Um laudo complementar elaborado pelo Instituto de Criminalística de São Paulo, solicitado pela Delegacia Seccional de São José do Rio Preto, concluiu que a palavra proferida pelo vice-prefeito da cidade durante um episódio investigado por suposta injúria racial não tem características fonéticas que indiquem ofensa de cunho racista. A investigação, no entanto, segue em andamento.
O documento foi assinado pela perita criminal Tatiana de Souza Machado, que realizou uma análise fonético-forense detalhada de um vídeo gravado durante uma partida de futebol em Mirassol, no interior paulista, onde o episódio ocorreu no dia 23 de fevereiro deste ano.
A perícia se debruçou sobre o trecho em que o vice-prefeito, filmado nas arquibancadas, teria proferido uma expressão que, segundo a denúncia, seria racista. A análise técnica, entretanto, reforçou o entendimento anterior de que o termo gritado foi “[ˈpakɐ] véa”, que, segundo a transcrição fonética, não corresponde ao termo discriminatório cogitado na denúncia.
O laudo também respondeu a questionamentos da defesa e da autoridade policial sobre se seria possível que a palavra possuísse três sílabas, como na palavra “macaco”, o que foi descartado pela análise técnica. Segundo a perícia, a estrutura fonética do áudio aponta para um vocábulo de duas sílabas, com fechamento em vogal aberta e não nasalizada — reforçando a hipótese de que a palavra dita foi “paca véia” ou algo foneticamente equivalente.
O laudo também esclarece que foram utilizados filtros de isolamento de ruído, análise espectrográfica e softwares especializados, como o Praat, além de recursos como o Adobe Audition e Ocenaudio, para garantir a precisão dos exames.
De acordo com o documento, “gravações que contenham legendas ou títulos sugestivos, como o exemplo da legenda “macaco velho” constantes nos vídeos encaminhados para a perícia, constituem risco elevado para viés perceptivo”. “O material linguístico exibido visualmente pode atuar como gatilho cognitivo para a escuta top-down, predispondo o ouvinte a identificar palavras ou expressões que, do ponto de vista fonético-acústico, não se sustentam”, consta em trecho do laudo.
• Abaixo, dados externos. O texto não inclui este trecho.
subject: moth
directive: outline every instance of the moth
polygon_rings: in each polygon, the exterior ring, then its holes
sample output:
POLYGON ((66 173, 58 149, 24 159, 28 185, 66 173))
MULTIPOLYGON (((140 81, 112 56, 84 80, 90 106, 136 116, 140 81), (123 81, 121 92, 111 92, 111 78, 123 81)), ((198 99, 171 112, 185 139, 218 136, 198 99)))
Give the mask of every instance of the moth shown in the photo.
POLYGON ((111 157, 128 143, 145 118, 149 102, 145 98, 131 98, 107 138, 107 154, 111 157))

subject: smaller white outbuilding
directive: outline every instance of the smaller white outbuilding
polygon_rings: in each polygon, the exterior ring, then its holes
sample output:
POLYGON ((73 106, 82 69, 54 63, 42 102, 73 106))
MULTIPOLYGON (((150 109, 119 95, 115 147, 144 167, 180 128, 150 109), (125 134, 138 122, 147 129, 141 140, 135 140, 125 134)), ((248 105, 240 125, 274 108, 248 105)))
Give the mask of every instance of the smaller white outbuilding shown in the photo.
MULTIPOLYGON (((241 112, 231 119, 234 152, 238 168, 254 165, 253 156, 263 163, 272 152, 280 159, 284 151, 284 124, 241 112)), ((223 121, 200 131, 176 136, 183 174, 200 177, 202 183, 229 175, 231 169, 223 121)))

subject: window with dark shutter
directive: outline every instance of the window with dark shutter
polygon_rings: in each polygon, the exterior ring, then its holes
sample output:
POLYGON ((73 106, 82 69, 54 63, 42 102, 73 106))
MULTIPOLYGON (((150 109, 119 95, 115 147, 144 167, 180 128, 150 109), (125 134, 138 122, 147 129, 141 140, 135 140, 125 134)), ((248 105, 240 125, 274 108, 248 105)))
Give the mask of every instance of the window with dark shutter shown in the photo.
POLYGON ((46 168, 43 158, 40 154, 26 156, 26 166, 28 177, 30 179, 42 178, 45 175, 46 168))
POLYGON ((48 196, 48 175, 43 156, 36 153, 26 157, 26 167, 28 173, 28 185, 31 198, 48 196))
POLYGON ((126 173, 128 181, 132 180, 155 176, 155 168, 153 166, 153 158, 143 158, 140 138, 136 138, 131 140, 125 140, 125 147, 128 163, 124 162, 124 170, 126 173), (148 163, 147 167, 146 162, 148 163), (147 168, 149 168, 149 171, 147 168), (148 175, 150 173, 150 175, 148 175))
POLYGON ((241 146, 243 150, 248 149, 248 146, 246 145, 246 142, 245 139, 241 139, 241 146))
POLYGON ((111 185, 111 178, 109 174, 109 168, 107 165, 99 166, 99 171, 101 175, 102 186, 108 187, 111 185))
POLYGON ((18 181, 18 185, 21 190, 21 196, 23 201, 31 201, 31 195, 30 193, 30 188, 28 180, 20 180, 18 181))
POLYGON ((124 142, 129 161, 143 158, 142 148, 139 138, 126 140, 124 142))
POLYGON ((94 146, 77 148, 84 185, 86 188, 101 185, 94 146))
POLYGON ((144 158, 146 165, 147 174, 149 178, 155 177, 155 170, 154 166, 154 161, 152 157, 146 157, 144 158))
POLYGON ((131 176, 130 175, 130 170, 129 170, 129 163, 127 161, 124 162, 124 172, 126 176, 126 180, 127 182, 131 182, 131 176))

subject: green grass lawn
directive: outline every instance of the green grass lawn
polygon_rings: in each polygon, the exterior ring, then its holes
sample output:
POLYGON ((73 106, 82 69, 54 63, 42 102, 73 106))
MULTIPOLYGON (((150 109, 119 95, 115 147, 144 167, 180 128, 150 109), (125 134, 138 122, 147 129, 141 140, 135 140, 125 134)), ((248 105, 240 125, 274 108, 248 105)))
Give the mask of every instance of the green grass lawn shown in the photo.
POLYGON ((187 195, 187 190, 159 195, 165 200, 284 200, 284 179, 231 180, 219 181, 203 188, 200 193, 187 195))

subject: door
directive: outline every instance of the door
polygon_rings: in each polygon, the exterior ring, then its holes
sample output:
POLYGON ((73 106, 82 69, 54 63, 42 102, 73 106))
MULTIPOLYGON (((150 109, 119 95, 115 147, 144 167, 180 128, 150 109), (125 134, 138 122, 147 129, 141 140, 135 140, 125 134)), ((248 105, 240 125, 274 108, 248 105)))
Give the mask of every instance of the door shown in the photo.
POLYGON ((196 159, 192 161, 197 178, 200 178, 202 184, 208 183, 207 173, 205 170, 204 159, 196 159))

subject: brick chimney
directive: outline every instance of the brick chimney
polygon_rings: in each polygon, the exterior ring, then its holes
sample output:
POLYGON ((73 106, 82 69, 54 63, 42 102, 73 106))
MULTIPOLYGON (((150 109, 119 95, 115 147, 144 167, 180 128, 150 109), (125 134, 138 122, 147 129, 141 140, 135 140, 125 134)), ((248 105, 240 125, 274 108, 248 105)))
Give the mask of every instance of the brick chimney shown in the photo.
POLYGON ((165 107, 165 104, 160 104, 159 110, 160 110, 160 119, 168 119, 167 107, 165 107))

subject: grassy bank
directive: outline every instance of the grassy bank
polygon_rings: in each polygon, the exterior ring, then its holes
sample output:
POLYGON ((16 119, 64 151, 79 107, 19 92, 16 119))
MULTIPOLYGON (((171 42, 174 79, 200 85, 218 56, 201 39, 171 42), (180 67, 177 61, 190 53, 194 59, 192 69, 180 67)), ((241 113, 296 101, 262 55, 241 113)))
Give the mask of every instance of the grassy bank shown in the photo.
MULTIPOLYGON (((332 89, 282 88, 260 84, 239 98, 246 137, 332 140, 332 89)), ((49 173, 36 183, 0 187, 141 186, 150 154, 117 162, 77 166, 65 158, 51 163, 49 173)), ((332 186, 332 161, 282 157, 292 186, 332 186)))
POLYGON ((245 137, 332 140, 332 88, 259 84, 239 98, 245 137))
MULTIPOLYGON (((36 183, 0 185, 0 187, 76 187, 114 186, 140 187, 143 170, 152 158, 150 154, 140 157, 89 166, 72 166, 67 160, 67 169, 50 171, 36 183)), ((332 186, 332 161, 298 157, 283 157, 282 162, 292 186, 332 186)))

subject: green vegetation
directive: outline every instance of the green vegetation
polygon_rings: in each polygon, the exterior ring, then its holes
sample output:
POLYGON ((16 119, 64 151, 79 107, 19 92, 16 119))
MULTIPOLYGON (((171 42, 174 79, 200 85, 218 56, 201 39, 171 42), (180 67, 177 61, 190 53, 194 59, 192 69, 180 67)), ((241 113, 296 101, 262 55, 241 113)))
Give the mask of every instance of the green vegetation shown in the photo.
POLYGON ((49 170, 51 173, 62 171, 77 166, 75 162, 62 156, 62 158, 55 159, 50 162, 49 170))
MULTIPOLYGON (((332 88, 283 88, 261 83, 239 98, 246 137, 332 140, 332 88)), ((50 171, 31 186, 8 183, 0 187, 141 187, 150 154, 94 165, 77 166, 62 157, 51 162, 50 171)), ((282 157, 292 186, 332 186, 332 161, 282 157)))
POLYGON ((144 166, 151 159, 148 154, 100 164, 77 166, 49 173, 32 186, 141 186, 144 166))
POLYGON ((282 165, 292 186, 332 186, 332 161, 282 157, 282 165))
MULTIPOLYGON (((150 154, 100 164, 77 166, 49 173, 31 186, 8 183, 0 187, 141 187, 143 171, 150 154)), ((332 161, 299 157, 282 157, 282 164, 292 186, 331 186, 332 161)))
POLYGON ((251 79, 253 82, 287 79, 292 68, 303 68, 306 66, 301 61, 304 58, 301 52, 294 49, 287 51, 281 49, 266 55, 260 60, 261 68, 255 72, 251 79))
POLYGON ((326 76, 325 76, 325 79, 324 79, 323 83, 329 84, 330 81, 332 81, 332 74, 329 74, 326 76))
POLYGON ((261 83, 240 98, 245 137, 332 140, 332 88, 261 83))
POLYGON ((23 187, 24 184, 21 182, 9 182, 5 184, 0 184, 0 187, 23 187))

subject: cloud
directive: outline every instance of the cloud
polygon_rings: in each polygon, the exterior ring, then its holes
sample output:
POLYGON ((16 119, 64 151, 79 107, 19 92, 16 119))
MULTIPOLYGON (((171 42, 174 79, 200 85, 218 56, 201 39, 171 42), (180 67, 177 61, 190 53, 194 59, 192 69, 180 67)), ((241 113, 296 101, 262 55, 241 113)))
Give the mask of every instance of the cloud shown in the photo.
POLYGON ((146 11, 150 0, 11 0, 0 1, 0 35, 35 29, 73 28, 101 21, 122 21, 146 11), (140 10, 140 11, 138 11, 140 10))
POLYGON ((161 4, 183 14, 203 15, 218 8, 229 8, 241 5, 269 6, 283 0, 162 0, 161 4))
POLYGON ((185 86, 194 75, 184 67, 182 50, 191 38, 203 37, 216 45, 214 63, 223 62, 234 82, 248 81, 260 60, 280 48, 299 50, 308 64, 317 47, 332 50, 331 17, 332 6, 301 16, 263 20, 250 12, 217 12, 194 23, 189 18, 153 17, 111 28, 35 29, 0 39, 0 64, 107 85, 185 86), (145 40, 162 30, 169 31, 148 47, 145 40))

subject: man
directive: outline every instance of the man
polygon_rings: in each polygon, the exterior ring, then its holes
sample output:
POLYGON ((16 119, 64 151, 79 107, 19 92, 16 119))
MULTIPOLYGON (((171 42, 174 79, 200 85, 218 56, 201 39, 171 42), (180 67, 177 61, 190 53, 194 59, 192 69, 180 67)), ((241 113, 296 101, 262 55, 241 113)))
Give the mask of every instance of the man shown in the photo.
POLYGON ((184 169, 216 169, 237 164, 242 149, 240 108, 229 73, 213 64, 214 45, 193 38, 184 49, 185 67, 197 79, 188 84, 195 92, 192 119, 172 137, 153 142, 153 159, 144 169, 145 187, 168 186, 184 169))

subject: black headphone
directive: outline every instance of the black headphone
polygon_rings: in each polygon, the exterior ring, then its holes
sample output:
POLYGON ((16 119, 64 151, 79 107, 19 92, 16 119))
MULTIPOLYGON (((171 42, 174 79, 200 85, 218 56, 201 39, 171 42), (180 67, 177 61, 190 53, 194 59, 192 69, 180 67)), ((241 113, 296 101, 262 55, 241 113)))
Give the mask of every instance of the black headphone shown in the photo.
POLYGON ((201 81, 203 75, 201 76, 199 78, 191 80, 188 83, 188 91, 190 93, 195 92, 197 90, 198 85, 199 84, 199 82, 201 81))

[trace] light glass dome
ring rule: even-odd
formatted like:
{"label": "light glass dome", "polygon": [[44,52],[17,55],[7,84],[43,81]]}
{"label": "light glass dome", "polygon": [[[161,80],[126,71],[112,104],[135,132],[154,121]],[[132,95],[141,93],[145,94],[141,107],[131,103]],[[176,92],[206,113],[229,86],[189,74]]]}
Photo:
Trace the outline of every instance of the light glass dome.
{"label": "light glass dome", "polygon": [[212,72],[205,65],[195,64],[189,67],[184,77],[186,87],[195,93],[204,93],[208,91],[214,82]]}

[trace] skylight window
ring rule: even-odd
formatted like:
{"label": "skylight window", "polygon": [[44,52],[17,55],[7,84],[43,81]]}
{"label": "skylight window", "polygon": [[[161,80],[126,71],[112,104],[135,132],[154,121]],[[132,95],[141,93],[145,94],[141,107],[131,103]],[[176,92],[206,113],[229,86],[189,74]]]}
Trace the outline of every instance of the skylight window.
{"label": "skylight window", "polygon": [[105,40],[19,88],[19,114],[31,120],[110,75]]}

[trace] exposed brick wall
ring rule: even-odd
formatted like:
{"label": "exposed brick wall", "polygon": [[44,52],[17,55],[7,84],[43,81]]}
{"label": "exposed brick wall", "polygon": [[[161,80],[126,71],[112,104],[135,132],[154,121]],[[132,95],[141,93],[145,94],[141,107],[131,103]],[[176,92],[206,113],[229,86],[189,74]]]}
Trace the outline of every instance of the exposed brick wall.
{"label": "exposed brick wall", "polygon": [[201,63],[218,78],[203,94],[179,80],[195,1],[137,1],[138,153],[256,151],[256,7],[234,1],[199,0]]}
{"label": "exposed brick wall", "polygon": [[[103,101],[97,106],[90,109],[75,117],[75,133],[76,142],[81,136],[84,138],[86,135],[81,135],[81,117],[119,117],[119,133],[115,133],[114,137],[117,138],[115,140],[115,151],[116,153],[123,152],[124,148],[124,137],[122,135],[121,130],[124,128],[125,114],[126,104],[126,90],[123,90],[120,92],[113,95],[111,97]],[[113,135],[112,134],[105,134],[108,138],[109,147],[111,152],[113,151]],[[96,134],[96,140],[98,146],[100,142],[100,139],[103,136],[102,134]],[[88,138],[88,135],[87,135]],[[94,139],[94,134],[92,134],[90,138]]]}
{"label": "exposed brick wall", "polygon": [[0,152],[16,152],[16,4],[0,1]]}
A investigação criminal é conduzida pelo delegado Renato Gomes Machado, da Delegacia Seccional de Rio Preto, que requisitou a perícia. Apesar do resultado, ele informou que o inquérito ainda não foi concluído e que outras diligências estão sendo realizadas antes do relatório final.
Em nota anterior, o vice-prefeito negou qualquer conduta discriminatória e alegou que as imagens foram usadas fora de contexto, afirmando que jamais proferiu qualquer ofensa de cunho racial.
Contexto
O episódio que gerou a investigação ocorreu durante uma partida válida pelo Campeonato Paulista, quando torcedores registraram o vice-prefeito em uma discussão na arquibancada. A legenda que circulou nas redes sociais — incluída na edição de um vídeo — sugeria que ele teria feito um insulto racista, o que deu origem ao boletim de ocorrência e ao inquérito.
O laudo pericial, no entanto, alerta que legendas aplicadas em vídeos podem induzir à interpretação equivocada dos fatos, especialmente quando não condizem com a análise técnica dos áudios.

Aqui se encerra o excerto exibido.